Note that you can make the non bell shape curve, bell shape, using box-cox transformation. Using SparkR and our custom machine learning features (explained in later sections), it should be very straight forward exercise


In [9]:
# total number of columns in the dataset
total_feat <- c("Year", "Month", "DayofMonth", "DayOfWeek", "DepTime", "CRSDepTime", "ArrTime", "CRSArrTime", "UniqueCarrier", "FlightNum", "TailNum", "ActualElapsedTime", "CRSElapsedTime", "AirTime", "ArrDelay", "DepDelay", "Origin", "Dest", "Distance", "TaxiIn", "TaxiOut", "Cancelled", "CancellationCode", "Diverted", "CarrierDelay", "WeatherDelay", "NASDelay", "SecurityDelay", "LateAircraftDelay")
# categorical features
# Year ,  Month ,  DayofMonth ,  DayOfWeek ,
cat_feat <- c("UniqueCarrier", "FlightNum", "TailNum", "Origin", "Dest", "CancellationCode", "Diverted")
numeric_feat <- setdiff(total_feat, cat_feat)
# these features have no predictive power as it is uniformly distributed i.e
# less information
unif_feat <- c("Year", "Month", "DayofMonth", "DayOfWeek")

# these are the constant features and we can ignore without much difference
# in output

const_feat <- c("WeatherDelay", "NASDelay", "SecurityDelay", "LateAircraftDelay")
col2rm <- c(unif_feat, const_feat, cat_feat) 
airs_names <- names(rairs)
rairs2_names <- setdiff(airs_names, col2rm) 
rairs2 <- rairs[, rairs2_names]

One of the things you want to avoid is the co-related features i.e if we have one column (say c4), which is a constant multiple of another column (say c3) then either one of c4 or c3 should be used. Since geometrically n columns corresponds to n edges of n dimensional rectangle or cube and if any other edges are dependent i.e c4 and c3 are co-linear then the volume of the cube in n dimension will be zero. And this manifest it into the matrix solver error while solving system of equations)

We will next find if there is any co-relation between the input data.

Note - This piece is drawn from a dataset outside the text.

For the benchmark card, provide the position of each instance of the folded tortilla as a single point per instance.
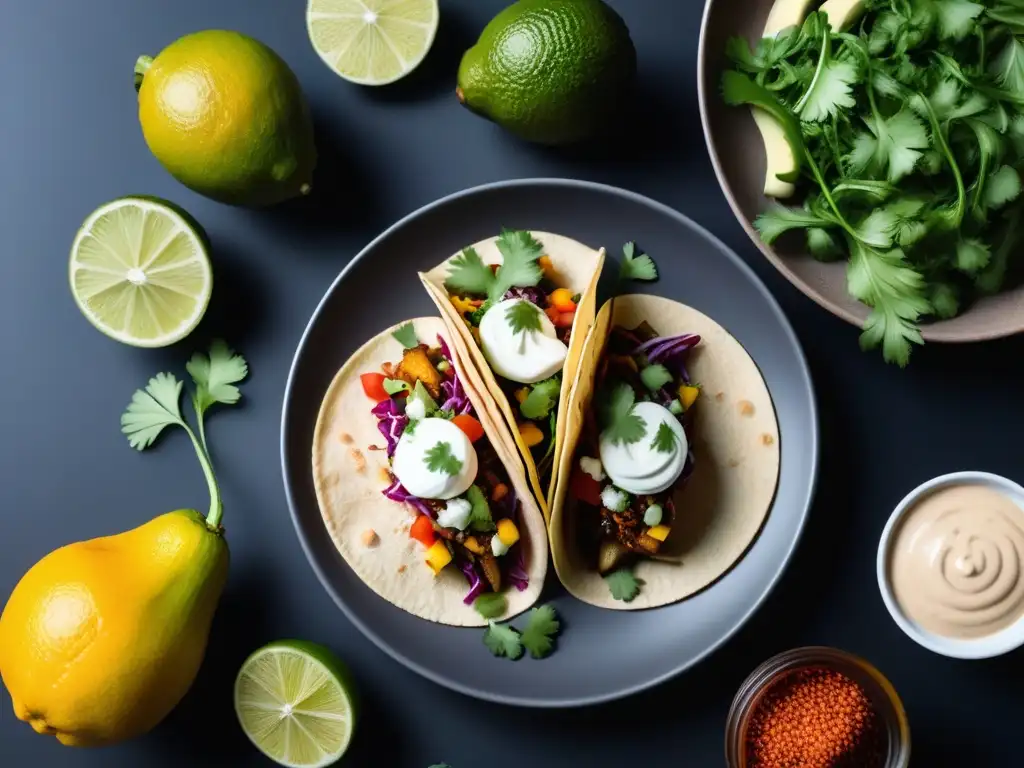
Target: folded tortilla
(578, 267)
(349, 478)
(735, 441)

Though there are many R packages that you can use, we are going to use Performance Analytics


In [12]:
library(PerformanceAnalytics) 
suppressWarnings(chart.Correlation(rairs2, histogram=TRUE, pch=19))


4.2. Analytics Based Exploratory Data Analysis

This exploratory analysis can also be done in a nongraphical manner, using R4ML/SparkR. For example, we can calculate the skewness and kurtosis to find whether a feature is close to gaussian or whether it has predictive power. The data shows that we have the distribution for distance that is heavy tail on the right side. To get the best predictive power we might have to create a transformation so that the distribution is close to gaussian. Lets see what happens if we apply log transformation to the Distance feature..


In [14]:
library(SparkR)
library(R4ML)
#airs_sdf <- new("SparkDataFrame", airs@sdf, isCached = airs@env$isCached) #SparkR::count(airs_sdf)
dist_skew <- SparkR:::agg(airs, SparkR::skewness(log(airs$Distance))) 
SparkR::collect(dist_skew)


skewness(LOG(Distance))
-0.2231777

In [15]:
dist_kurtosis <- SparkR:::agg(airs, SparkR::kurtosis(log(airs$Distance))) 
SparkR::collect(dist_kurtosis)


kurtosis(LOG(Distance))
-0.3393868

We can see can we have a much better approximation to the guassian.

  • Skewness is a measure of the asymmetry of the distribution and after log transformation, we distribution for distance is close to symmetric.

  • Similarly, Kurtosis is a measure of tailedness of the distribution. note that after the log transformation tailed is almost gone.

  • Similarly, one can use the Spearman and Pearson co-efficient to find the co-relations without visualizations.

In Sum, we illustrated the idea that one can use the big data analytical, exploratory data analysis to make the future decisions about predictions

5. Summary and next steps...

In this tutorial style notebook, we saw:

  • how to install the R4ML, a scalable machine learning framework for R.
  • As the first step for the data analysis, we explored how the exploratory analysis can be done on big data and how R4ML along with SparkR faciliate this features.
  • In the future notebook, we will see, how to do the next steps in the data science toolkits i.e data cleaning and dimension analysis.